With incredible volumes of material on the move – think: arms and munitions, supplies, vehicles – the military quite simply needs a better way to track its stuff.

“We hear a lot of concerns about getting in-transit visibility in the last tactical mile, from the supply point to the end user,” said Jim Alexander, product lead for automated movement and identification solutions in PEO EIS – Enterprise Information Systems. “We are working with our partners and with transportation command to gather up the requirements for the next generation of in-transit visibility for DoD.”

At the heart of transit tracking today is radio-frequency identification (RFID), which allows logisticians to tag and track goods on the move. But RFID has its limitations: It’s infrastructure intensive and not globally available. Military planners are looking to do better.

Falling short

RFID technology took a big step forward about 20 years ago with the widespread adoption of “active RFID.” Rather than scan individual items by hand, active RFID uses a fixed scanner to monitor entire lots. You’ll see this equipment at airports and at the gates of military installations.

But active RFID isn’t an ideal solution.

“It consists of a dome-shaped reader on a pole, connected to power and ethernet. So you are running power lines and communication lines, and if the reader goes down someone has to go out and physically service it,” said Rosemary Johnston, senior vice president of government at solutions provider Savi. The company is sole provider for the DoD’s RFID-IV contract, which has a $102 million ceiling.

“Each reader costs a couple of thousand dollars, plus the cost of hooking it up, running wires via trenches. It becomes a major construction investment project,” said Johnston, a former chief master sergeant with the U.S. Air Force.

In addition, active RFID equipment isn’t necessarily well-suited to today’s highly agile expeditionary fighting style. “The military doesn’t know where the next fight is going to be, so they use portable deployment kits rather than do this massive construction, but even those are heavy ― the lightest weighs 25 pounds ― and they require good satellite coverage. It becomes very resource constrained,” she said.

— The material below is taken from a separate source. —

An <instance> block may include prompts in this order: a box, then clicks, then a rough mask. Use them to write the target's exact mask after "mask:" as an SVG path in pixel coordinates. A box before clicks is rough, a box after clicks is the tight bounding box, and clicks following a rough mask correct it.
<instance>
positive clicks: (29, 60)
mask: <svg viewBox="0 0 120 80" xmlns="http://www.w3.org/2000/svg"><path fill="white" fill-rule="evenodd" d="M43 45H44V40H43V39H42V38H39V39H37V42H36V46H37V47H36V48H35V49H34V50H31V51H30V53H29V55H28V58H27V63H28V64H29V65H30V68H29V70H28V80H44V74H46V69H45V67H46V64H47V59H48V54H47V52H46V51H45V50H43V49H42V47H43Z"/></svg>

With the next-gen RFID contract, the military envisions a better way of doing business.

A cellular solution

Satellite-readable RFID tags offer some relief, as they expand the military’s reach without requiring extensive additional overhead. But satellite time is costly. Savi’s emerging solution would leverage widely available cellular signals as a new means to capture and communicate RFID information.

Johnston describes early trials of cellular RFID in Africa, where materials tracking has been a perennial problem. U.S. and European forces have just six fixed RFID readers on the entire continent, making supplemental coverage an urgent need, she said.

“We have used cellular technology in Africa with a commercial company very successfully for the past three or four years. The networks we would use on the military side would be very similar to what this commercial customer uses, so we believe that represents a great opportunity for Africa Command,” she said.

The switch to cellular isn’t technically complicated: military planners would need to add a cellular module to the existing RFID tag. That module could then be programmed to automatically report location status to the military’s in-transit visibility server.

High-value cargo might report hourly, whereas more mundane supplies could be set to check in daily or every couple of days, in order to conserve battery life in the RFID tag.

At PEO-EIS, Alexander said he sees strong potential in the technology. With a cellular system, “you could get a much more granular look, a more detailed look at where my stuff is,” as compared to relying on fixed checkpoints, he said. “If you have sensitive cargo you can know where it is every hour on the hour, as opposed to waiting for that cargo to pass by a fixed site.”

Some technical details still need to be worked out in order to implement a commercial-grade cellular solution within the military. For example, “you don’t want to have anything in the device that would trigger a static charge if you are working around ammunition,” Johnston noted. “We are working through that process right now.”